In doing so Gates mentioned briefly that his predecessor, Donald Rumsfeld, had attempted the same thing almost a decade prior.

“The topic today is an adversary that poses a threat, a serious threat, to the security of the United States of America,” Rumsfeld told senior staff in a major speech on Sep. 10, 2001. “This adversary is one of the world’s last bastions of central planning. It governs by dictating five-year plans. From a single capital, it attempts to impose its demands across time zones, continents, oceans, and beyond.”

“You may think I’m describing one of the last decrepit dictators of the world,” Rumsfeld thundered. “The adversary’s closer to home. It’s the Pentagon bureaucracy. The technology revolution has transformed organisations across the private sector, but not ours, not fully, not yet. We are, as they say, tangled in our anchor chain.”

Rumsfeld said that the Pentagon was wasting at least three billion dollars a year at the time. “We must ask tough questions. Why is DOD one of the last organisations around that still cuts its own checks? When an entire industry exists to run warehouses efficiently, why do we own and operate so many of our own? At bases around the world, why do we pick up our own garbage and mop our own floors, rather than contracting services out, as many businesses do?”

In the ensuing decade, Rumsfeld oversaw a major transformation in the way the Pentagon did business – by outsourcing most of these services to companies like Halliburton and Kellogg, Brown and Root of Texas and Agility of Kuwait.

Gates acknowledged that mistakes had been made since that speech. “We ended up with contractors supervising other contractors – with predictable results.

Last April, Gates made a first stab at change by ordering that 13,000 civilians be hired at the Pentagon in fiscal year 2010, including 4,100 in the field of contract oversight. By 2015, the Pentagon hopes to hire another 30,000 federal workers to replace contractors.

Not surprisingly this has raised hackles in some quarters.
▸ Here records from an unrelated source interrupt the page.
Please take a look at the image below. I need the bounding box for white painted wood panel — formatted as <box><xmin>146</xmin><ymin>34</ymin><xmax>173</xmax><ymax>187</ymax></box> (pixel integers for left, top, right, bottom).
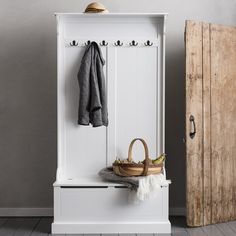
<box><xmin>52</xmin><ymin>14</ymin><xmax>170</xmax><ymax>234</ymax></box>
<box><xmin>57</xmin><ymin>187</ymin><xmax>166</xmax><ymax>223</ymax></box>
<box><xmin>115</xmin><ymin>47</ymin><xmax>158</xmax><ymax>160</ymax></box>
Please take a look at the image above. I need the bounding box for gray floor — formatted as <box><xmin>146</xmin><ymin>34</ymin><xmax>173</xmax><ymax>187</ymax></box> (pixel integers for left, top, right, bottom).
<box><xmin>0</xmin><ymin>217</ymin><xmax>236</xmax><ymax>236</ymax></box>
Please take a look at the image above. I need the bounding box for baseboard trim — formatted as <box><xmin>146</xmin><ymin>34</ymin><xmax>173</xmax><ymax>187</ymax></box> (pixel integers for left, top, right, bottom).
<box><xmin>0</xmin><ymin>207</ymin><xmax>53</xmax><ymax>217</ymax></box>
<box><xmin>0</xmin><ymin>207</ymin><xmax>186</xmax><ymax>217</ymax></box>
<box><xmin>169</xmin><ymin>207</ymin><xmax>186</xmax><ymax>216</ymax></box>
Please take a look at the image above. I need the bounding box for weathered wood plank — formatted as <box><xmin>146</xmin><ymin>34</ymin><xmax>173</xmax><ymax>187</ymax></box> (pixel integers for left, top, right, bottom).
<box><xmin>31</xmin><ymin>217</ymin><xmax>52</xmax><ymax>236</ymax></box>
<box><xmin>185</xmin><ymin>21</ymin><xmax>203</xmax><ymax>226</ymax></box>
<box><xmin>186</xmin><ymin>227</ymin><xmax>206</xmax><ymax>236</ymax></box>
<box><xmin>226</xmin><ymin>221</ymin><xmax>236</xmax><ymax>235</ymax></box>
<box><xmin>170</xmin><ymin>216</ymin><xmax>188</xmax><ymax>236</ymax></box>
<box><xmin>202</xmin><ymin>23</ymin><xmax>212</xmax><ymax>225</ymax></box>
<box><xmin>211</xmin><ymin>25</ymin><xmax>236</xmax><ymax>223</ymax></box>
<box><xmin>15</xmin><ymin>217</ymin><xmax>40</xmax><ymax>236</ymax></box>
<box><xmin>0</xmin><ymin>217</ymin><xmax>24</xmax><ymax>236</ymax></box>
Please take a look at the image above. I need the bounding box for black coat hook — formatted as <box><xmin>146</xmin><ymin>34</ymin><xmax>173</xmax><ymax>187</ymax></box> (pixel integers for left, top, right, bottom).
<box><xmin>129</xmin><ymin>40</ymin><xmax>138</xmax><ymax>46</ymax></box>
<box><xmin>70</xmin><ymin>40</ymin><xmax>78</xmax><ymax>46</ymax></box>
<box><xmin>84</xmin><ymin>40</ymin><xmax>91</xmax><ymax>46</ymax></box>
<box><xmin>144</xmin><ymin>40</ymin><xmax>153</xmax><ymax>46</ymax></box>
<box><xmin>100</xmin><ymin>40</ymin><xmax>108</xmax><ymax>46</ymax></box>
<box><xmin>115</xmin><ymin>40</ymin><xmax>123</xmax><ymax>46</ymax></box>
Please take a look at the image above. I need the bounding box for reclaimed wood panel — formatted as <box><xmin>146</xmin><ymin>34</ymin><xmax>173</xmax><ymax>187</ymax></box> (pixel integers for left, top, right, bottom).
<box><xmin>211</xmin><ymin>25</ymin><xmax>236</xmax><ymax>223</ymax></box>
<box><xmin>185</xmin><ymin>21</ymin><xmax>203</xmax><ymax>226</ymax></box>
<box><xmin>202</xmin><ymin>23</ymin><xmax>212</xmax><ymax>225</ymax></box>
<box><xmin>185</xmin><ymin>21</ymin><xmax>236</xmax><ymax>226</ymax></box>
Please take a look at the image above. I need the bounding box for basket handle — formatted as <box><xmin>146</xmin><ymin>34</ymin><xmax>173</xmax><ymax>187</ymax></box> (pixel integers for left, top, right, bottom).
<box><xmin>128</xmin><ymin>138</ymin><xmax>149</xmax><ymax>176</ymax></box>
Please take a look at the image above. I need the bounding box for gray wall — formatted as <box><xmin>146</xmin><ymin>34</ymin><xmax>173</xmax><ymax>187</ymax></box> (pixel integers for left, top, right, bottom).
<box><xmin>0</xmin><ymin>0</ymin><xmax>236</xmax><ymax>207</ymax></box>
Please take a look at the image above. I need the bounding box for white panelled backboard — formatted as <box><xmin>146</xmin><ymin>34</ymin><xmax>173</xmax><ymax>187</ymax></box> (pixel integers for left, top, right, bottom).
<box><xmin>52</xmin><ymin>13</ymin><xmax>170</xmax><ymax>233</ymax></box>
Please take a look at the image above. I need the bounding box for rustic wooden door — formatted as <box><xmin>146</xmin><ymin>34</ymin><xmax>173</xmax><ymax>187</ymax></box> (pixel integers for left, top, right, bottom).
<box><xmin>185</xmin><ymin>21</ymin><xmax>236</xmax><ymax>226</ymax></box>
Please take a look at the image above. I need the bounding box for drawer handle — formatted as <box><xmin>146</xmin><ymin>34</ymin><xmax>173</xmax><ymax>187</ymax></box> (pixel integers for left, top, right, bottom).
<box><xmin>189</xmin><ymin>115</ymin><xmax>197</xmax><ymax>139</ymax></box>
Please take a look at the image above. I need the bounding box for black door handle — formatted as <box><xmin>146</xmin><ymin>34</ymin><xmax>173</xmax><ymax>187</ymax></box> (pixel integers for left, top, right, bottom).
<box><xmin>189</xmin><ymin>115</ymin><xmax>197</xmax><ymax>139</ymax></box>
While service contractors are not quite as powerful as Lockheed Martin and Boeing, manufacturers of the F-22 and the C-130, there is evidence that they too are girding for battle with the Pentagon to prevent Gates from slashing their lucrative contracts.

Recently, a new coalition called the “Small Business Coalition for Fair Contracting” led by Venable, a Washington DC law firm, was launched to fight the proposed changes.

“Although well intentioned, the federal government’s current in-sourcing initiative threatens to take away work from hundreds of small entrepreneurs,” said Venable partner Rob Burton, who served at the Office of Federal Procurement Policy at the White House.

In a press release issued Monday, Burton said that the in-sourcing initiative has already forced small contractors across the nation to dramatically reduce the scope of their operations as their contracts are cancelled and their employees are hired into government jobs.